In New York, Mayor Bill de Blasio is trying to implement affirmative action programs for non-Asians. That's because 70% of students at elite public high schools like Stuyvesant are now Asian. Many are from families poor enough to qualify for free lunches. But even that de Blasio won't stop the progress of Asians, as education is mostly about signaling. Make it tougher for Asian students via quotas and discrimination, and whatever success they do have will look all the more impressive to potential employers.

Of course all of these generalizations have exceptions. Chinese immigrants include scientists (like my wife) as well as illegals from Fujian who wash dishes in Chinatown and sleep eight to a room. But the number of high achievers among the Chinese immigrants (and even more so among Indian immigrants) is greatly disproportionate to their overall numbers in the US population, just as with earlier groups such as Jewish immigrants. Even black African immigrants do considerably better than native-born blacks.

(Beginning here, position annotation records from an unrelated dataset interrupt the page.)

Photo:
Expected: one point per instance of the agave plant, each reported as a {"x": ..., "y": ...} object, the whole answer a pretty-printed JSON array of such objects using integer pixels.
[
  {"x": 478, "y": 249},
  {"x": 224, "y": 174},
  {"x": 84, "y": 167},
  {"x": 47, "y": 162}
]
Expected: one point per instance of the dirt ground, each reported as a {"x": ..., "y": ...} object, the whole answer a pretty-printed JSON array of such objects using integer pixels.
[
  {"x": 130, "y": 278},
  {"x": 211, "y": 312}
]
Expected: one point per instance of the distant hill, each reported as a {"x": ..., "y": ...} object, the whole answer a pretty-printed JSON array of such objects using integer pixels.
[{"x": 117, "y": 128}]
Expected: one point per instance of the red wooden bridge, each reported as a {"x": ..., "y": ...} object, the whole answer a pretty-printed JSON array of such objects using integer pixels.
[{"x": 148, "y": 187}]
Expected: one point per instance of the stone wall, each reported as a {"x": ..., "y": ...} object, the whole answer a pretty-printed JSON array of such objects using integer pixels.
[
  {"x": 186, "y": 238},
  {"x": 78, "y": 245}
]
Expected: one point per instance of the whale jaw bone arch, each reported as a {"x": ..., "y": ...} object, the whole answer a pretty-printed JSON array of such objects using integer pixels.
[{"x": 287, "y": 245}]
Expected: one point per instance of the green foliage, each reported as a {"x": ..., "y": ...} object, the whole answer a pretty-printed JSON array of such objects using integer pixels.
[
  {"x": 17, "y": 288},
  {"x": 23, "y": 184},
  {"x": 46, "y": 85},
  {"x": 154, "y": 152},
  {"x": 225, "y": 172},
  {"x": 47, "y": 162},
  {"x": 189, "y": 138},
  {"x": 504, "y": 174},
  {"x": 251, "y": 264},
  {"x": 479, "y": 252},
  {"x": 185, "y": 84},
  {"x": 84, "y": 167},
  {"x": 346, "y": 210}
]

Some might view these trends with alarm, noting that ethnically homogeneous states like Utah, New Hampshire and Iowa tend to have much more equal income distributions than ethnically diverse states like New York, Massachusetts and California.  I think that’s a mistake.  Instead of focusing on the relative incomes of groups like blacks and Hispanics, it makes more sense to focus on their absolute income with and without these high achieving immigrant groups.  The centers of wealth creation that high achieving minorities help to create partly explains why per capita GDP in the US is higher than in Europe, indeed much higher than in even wealthy European countries such as Germany. 

Yes, immigration of several million high achieving Asians will make America a more unequal place, but we’ll also become a richer, more diverse, and more interesting place to live.  The phrase “more unequal” can go hand in hand with “higher living standards for America’s poor.”